Neuville was also interested in paleontology and malacology. He described two new taxa of Levantina and Loripes, though he never published them. After his death, his extensive collection of mollusc shells from the Levant, Sinai, North Africa and France was donated to the Hebrew University of Jerusalem, along with his library of malacological works.

== Personal life ==
Neuville's son, Pierre Neuville, also pursued a diplomatic career and conducted archaeological and palaeontological research.

== Selected publications ==
- Avec Boureau R. Squelettes palestiniens du premier âge de bronze. In: Bulletins et Mémoires de la Société d'anthropologie de Paris, VIII^{e} Série. Tome 1 fascicule 4–6, 1930. pp. 33–36.
- « Quartiers d'Orange » de Palestine. In: Bulletin de la Société préhistorique de France, tome 28, No. 5, 1931. pp. 264–265.

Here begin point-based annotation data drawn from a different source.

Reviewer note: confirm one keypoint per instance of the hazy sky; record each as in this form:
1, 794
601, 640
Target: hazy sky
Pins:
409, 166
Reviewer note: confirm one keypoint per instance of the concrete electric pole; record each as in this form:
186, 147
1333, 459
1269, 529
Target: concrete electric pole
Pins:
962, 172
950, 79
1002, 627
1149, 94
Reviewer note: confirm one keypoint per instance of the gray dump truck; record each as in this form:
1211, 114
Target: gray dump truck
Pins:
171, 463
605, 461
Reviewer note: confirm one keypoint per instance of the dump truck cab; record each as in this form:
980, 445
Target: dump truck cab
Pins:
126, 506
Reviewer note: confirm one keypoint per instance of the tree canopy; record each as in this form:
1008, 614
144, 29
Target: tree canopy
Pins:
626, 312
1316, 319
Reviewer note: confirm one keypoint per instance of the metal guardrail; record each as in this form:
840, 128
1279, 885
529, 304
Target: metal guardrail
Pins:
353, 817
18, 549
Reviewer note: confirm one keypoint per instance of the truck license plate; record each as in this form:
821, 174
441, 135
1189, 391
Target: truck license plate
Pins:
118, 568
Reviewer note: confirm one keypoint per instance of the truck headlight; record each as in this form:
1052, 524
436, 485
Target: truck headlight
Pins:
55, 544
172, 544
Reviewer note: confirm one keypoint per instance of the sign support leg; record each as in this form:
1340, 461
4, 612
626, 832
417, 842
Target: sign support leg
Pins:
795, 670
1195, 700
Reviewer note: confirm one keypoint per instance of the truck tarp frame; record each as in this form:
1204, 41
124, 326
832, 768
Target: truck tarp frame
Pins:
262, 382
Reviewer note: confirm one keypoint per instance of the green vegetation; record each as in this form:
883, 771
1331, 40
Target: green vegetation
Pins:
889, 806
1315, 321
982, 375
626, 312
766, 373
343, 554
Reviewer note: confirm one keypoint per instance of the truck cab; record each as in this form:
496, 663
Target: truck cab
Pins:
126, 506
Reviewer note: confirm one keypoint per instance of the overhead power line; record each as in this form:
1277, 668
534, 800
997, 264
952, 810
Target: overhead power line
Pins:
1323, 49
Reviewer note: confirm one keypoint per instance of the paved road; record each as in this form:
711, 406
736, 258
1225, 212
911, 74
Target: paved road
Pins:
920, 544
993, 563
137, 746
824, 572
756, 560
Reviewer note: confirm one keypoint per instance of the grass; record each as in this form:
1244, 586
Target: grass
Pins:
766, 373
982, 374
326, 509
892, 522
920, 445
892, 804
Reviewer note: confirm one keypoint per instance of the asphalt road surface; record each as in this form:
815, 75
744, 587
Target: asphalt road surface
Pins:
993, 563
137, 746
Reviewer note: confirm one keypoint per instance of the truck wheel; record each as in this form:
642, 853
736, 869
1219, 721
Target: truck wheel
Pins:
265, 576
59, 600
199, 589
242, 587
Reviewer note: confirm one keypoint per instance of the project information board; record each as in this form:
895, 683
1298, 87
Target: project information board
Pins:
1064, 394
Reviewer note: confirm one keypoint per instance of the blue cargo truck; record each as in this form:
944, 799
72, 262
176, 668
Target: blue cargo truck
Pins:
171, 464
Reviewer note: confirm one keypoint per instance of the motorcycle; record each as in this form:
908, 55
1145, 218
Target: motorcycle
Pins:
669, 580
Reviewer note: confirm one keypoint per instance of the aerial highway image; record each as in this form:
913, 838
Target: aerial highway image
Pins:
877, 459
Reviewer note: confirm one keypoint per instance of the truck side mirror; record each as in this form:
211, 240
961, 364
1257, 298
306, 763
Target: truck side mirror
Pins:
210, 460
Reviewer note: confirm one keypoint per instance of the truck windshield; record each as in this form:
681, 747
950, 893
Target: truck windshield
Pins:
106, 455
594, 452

- Emmanuel Passemard (1931). "La Question Chalossienne"
- L'Acheuléen supérieur de la Grotte d'Oumm-Qatafa (Palestine), Paris, Masson, 1931.
- Avec Alexis Mallon, Robert Koeppel :Teleilāt Ghassūl, I : compte rendu des fouilles de l'Institut biblique pontifical, 1929-1932, Rome, Piazza della Pilotta, 1934.
- Avec Armand Ruhlmann :La place du paléolithique ancien dans le quaternaire marocain, Casablanca : Farairre, 1941.
- Avec Ruhlmann A. : L'âge de l'Homme fossile de Rabat. In: Bulletins et Mémoires de la Société d'anthropologie de Paris, IX^{e} Série. Tome 3, 1942. pp. 74–88.
- Demande d'appui pour le classement du site préhistorique de Sidi Abd er Rahman au Maroc. In: Comptes rendus des séances de l'Académie des Inscriptions et Belles-Lettres, 86^{e} année, N. 2–3, 1942. pp. 155–156.
- Heurs et malheurs des consuls de France à Jérusalem aux XVII^{e}, XVIII^{e} et XIX^{e} siècles 2, Jérusalem, Azriel Printing Works, 1948.
- Le Néolithique marocain à anses funiculaires internes, Le Mans, Imprimerie Monnoyer, 1948.
- avec la collaboration de MM. Yaacov Bentor, G. Haas, J. Perrot et Raymond Vaufrey :Le paléolithique et le mésolithique du désert de Judée, Paris, Masson, 1951.
 - Prix Bordin 1952 de l’Académie des inscriptions et belles-lettres.
- Station acheuléenne du Sinaï septentrional : Djebel el-Faleq. In: Bulletin de la Société préhistorique de France, tome 49, n^{os} 1-2, 1952. pp. 77–80.